During the late 1930s most major powers identified the need for heavy fighters, which could either be employed as long range bomber escorts or operate in a defensive role as bomber destroyers. Westland developed the Whirlwind, but problems with its Rolls-Royce Peregrine engine delayed production. As a result, the RAF needed something in a hurry and the Bristol Aircraft Company suggested a variant of their Beaufort Torpedo bomber, which had evolved from their Blenheim light bomber. Ordered in February 1939, the prototype Beaufighter flew in July of the same year and within 12 months Beaufighters were rolling off the production lines, just as the Battle of Britain was raging.
Unfortunately, like Germany’s Messerschmitt Bf110 and Japan’s Kawasaki Ki-45, the Beau was considerably slower than single engine fighters (its top speed was 320mph, compared to 398mph for the Messerschmitt Bf109 and 408 mph for the Focke-Wulf Bf190) rendering it useless for defending RAF bombers during daylight raids or attacking Luftwaffe squadrons protected by a fighter screen.

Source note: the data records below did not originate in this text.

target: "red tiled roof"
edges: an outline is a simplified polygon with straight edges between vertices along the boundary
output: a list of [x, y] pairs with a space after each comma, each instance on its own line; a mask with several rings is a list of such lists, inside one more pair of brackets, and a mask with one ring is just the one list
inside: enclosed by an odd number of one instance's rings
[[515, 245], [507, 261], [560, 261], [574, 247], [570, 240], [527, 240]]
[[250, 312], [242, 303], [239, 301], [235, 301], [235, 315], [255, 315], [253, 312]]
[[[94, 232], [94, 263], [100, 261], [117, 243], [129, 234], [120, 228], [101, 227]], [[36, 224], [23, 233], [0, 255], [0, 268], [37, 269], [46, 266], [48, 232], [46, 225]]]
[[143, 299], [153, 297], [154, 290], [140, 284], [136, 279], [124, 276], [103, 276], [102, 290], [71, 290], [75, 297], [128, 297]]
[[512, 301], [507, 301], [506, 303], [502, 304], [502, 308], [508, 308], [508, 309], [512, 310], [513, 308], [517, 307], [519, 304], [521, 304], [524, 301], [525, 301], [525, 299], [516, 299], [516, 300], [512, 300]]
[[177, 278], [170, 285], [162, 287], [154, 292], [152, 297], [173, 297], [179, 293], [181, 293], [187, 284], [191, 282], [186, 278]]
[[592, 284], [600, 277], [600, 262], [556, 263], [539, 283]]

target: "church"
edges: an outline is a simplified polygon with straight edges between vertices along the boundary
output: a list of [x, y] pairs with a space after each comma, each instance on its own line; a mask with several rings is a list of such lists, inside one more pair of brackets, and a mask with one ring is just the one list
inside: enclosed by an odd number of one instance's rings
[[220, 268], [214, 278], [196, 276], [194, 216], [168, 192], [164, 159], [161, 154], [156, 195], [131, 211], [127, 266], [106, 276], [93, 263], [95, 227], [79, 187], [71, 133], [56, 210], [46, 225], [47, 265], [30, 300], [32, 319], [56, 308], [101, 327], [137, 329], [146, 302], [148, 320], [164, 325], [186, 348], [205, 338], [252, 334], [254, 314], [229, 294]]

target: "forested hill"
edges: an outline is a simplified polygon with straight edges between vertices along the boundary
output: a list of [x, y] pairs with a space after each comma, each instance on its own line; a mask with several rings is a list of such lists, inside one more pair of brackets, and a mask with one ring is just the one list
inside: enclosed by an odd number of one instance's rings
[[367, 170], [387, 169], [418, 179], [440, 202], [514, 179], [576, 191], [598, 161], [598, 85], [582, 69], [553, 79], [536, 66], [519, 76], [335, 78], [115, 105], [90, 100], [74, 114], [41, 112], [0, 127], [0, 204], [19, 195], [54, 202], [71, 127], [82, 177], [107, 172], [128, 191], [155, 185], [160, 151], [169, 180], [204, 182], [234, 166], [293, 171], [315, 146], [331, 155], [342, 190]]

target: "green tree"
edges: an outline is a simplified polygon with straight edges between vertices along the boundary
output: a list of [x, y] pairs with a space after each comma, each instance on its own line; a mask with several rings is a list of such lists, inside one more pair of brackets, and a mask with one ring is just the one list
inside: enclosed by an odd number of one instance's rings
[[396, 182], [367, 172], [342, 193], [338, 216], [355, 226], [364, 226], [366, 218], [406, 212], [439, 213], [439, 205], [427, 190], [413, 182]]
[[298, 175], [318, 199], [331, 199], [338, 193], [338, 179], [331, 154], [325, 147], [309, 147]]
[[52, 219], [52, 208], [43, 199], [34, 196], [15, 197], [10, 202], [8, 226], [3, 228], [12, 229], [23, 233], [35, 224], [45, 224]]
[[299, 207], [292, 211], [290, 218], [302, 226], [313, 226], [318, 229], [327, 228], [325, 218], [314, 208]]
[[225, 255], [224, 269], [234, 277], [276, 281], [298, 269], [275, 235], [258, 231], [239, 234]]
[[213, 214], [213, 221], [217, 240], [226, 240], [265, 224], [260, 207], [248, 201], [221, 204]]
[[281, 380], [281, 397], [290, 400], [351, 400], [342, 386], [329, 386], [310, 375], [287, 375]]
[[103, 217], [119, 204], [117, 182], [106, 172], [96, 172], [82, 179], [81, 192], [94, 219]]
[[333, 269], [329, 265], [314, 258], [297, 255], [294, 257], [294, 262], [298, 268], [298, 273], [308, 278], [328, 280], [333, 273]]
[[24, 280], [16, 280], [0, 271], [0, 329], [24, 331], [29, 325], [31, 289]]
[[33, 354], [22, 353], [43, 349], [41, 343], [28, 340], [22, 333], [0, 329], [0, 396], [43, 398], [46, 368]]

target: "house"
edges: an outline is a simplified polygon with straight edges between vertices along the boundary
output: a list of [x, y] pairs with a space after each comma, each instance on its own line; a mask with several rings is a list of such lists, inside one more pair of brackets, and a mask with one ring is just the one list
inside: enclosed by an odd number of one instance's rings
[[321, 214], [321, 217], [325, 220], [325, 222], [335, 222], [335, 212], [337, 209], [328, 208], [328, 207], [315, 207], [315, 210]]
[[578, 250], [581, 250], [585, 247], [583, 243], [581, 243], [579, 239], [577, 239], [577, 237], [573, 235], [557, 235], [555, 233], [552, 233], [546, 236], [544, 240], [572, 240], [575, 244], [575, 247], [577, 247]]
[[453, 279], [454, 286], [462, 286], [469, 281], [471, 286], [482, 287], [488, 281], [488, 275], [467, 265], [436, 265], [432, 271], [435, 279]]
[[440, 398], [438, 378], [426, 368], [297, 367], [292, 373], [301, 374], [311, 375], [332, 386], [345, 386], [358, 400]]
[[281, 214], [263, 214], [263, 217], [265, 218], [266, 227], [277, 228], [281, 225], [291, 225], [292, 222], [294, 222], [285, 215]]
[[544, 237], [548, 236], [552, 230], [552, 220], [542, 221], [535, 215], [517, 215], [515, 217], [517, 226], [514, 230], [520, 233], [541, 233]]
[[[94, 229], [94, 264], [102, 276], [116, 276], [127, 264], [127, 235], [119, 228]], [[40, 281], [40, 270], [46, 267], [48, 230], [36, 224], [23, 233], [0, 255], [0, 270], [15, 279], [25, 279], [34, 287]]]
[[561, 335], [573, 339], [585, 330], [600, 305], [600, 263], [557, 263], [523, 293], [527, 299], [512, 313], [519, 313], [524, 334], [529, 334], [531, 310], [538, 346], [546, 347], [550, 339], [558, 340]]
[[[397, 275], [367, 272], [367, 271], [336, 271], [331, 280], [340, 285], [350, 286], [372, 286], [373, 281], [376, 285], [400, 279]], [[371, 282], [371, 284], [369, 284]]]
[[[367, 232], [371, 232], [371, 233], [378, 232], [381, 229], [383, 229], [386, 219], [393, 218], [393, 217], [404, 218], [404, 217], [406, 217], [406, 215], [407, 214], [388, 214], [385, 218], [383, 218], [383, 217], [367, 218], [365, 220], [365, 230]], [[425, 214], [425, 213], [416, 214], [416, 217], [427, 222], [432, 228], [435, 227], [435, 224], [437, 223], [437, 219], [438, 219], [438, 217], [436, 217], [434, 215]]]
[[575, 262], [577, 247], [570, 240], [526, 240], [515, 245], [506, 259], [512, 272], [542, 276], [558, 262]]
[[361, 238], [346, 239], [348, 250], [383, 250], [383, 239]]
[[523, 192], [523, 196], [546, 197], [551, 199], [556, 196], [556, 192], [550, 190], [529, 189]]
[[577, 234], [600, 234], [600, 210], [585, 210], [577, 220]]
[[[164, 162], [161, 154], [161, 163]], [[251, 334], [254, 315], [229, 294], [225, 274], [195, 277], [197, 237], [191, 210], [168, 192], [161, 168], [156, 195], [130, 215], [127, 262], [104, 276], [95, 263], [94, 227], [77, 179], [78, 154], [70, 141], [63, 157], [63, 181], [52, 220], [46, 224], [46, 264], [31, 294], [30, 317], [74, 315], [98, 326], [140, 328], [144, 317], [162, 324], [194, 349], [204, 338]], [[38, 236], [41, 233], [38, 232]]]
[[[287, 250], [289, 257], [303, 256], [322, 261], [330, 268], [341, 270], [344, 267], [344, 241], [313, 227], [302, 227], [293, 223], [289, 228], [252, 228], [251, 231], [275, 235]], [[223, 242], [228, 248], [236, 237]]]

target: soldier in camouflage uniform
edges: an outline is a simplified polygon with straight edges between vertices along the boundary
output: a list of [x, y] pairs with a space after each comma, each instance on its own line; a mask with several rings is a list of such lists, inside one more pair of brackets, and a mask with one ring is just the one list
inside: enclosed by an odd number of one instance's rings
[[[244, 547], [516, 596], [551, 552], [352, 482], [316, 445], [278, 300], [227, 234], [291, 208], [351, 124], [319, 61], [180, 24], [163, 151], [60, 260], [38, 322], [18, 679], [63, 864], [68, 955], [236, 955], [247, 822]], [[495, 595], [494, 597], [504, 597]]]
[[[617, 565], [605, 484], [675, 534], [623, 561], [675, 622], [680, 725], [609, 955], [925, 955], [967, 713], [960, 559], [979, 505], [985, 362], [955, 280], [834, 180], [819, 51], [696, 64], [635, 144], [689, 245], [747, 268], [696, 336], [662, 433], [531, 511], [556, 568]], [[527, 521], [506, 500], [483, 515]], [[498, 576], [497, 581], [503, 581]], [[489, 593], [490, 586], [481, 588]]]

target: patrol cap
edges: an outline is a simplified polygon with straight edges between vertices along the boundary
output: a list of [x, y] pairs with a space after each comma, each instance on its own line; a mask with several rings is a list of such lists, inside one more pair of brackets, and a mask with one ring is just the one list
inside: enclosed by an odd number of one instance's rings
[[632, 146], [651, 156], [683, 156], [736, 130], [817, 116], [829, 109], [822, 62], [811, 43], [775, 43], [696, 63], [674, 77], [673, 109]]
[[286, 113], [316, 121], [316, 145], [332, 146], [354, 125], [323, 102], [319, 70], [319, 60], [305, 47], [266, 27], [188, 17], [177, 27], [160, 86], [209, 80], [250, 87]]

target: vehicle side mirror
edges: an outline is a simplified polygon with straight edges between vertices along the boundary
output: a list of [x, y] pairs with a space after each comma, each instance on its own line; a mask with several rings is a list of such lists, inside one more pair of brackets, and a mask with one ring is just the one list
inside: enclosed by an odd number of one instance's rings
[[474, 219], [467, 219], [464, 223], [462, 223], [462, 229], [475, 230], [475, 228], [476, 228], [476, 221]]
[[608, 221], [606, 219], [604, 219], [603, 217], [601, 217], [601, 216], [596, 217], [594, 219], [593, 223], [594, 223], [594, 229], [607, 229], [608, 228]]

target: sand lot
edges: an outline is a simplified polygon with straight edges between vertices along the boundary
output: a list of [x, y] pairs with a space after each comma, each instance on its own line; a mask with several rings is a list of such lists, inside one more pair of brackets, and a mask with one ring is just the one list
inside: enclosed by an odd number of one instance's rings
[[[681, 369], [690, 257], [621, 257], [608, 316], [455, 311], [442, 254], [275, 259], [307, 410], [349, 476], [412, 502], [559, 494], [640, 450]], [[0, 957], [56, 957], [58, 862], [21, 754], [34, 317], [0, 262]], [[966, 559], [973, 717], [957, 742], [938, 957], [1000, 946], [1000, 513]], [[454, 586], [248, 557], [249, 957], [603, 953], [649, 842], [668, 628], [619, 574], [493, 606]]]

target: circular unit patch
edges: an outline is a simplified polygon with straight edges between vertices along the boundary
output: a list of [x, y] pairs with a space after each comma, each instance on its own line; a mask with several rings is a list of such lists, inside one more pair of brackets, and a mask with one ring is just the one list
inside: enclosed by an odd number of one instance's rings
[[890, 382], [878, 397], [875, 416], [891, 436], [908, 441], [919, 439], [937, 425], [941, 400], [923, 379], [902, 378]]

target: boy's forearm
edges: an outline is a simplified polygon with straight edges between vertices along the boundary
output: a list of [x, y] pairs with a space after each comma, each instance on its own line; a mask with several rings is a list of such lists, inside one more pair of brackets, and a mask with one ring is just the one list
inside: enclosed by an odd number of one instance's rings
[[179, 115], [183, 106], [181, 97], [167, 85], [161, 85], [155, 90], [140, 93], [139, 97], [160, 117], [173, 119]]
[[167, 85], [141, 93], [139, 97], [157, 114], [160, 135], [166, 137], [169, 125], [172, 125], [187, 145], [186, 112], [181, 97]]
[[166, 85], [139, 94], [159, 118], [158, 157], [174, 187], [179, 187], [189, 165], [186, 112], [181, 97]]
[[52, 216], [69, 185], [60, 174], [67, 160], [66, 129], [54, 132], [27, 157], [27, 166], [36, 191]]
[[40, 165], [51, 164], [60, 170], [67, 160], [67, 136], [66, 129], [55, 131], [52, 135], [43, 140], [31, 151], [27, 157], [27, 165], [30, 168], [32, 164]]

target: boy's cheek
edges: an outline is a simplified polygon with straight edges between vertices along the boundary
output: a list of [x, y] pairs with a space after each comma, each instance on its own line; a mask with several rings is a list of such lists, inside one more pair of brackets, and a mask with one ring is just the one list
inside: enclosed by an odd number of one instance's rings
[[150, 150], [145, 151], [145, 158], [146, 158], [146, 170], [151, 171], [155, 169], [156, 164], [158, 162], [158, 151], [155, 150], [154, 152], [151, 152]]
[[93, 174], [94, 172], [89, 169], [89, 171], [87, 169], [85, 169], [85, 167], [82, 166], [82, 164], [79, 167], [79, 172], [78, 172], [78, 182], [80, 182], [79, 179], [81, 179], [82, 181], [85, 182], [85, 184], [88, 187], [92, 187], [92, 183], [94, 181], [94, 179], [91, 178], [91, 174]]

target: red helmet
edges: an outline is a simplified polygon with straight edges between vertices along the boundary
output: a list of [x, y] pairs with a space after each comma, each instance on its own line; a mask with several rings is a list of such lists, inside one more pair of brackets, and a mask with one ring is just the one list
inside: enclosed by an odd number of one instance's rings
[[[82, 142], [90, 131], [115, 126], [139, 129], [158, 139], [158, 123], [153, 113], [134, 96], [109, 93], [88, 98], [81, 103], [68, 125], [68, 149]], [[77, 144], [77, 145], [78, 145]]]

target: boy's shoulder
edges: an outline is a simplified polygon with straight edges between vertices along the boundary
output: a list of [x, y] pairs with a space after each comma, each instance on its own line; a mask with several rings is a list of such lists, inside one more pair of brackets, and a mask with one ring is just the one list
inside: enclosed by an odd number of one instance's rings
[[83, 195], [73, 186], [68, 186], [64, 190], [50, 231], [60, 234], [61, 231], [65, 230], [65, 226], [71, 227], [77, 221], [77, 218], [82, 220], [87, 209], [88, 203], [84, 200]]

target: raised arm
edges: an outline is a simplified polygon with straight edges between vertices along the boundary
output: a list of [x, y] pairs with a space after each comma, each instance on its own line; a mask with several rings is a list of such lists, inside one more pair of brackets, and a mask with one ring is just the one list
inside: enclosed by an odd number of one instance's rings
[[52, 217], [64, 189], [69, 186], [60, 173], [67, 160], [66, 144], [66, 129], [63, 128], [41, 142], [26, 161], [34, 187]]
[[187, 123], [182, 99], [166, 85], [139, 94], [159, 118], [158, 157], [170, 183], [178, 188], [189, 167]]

In fact the only heavy fighter with sufficient speed and manoeuvrability for these tasks was the American Lockheed P-38 Lightning.
However, the Beaufighter’s introduction coincided with the release of the British Airborne Interception radar units for night fighters. With plenty of space in its nose cone and fuselage, and armed with four 20mm cannons, the Beau became the RAF’s primary night fighter until late 1943, when it was replaced by the Mosquito.
In another twist of fate, Coastal Command took delivery of Beaufighters and discovered that, once armed with a torpedo or the 60lb RP-3 rockets, they were much better suited to anti-shipping duties than the Beauforts that were actually designed for that task. More than 2000 variants (TF X Torpedo Fighters) were built, making this the most numerous type of Beaufighter.
But it would be in the Pacific where the Beaufighter’s reputation was forged, this time as a ground attack aircraft used for high-speed low-level attacks on Japanese lines of communication. Its Hercules engine had sleeve valves, which were much quieter than the more common poppet type and it was rumoured that as a result enemy soldiers could not hear a Beau approaching at speed, only becoming aware once under attack, only hearing the ‘whisper’ of the engine as it flew away. Impressionable war correspondents reported that the Japanese had nick-named the Beaufighter ‘whispering death’ although it is now believed that this title was invented by British pilots to parody clichéd press reports.
After the war the Beaufighter found new employment, as a target tug, working until 1960, proving that this most versatile aeroplane was exceptionally good at virtually anything apart from the job for which it was designed!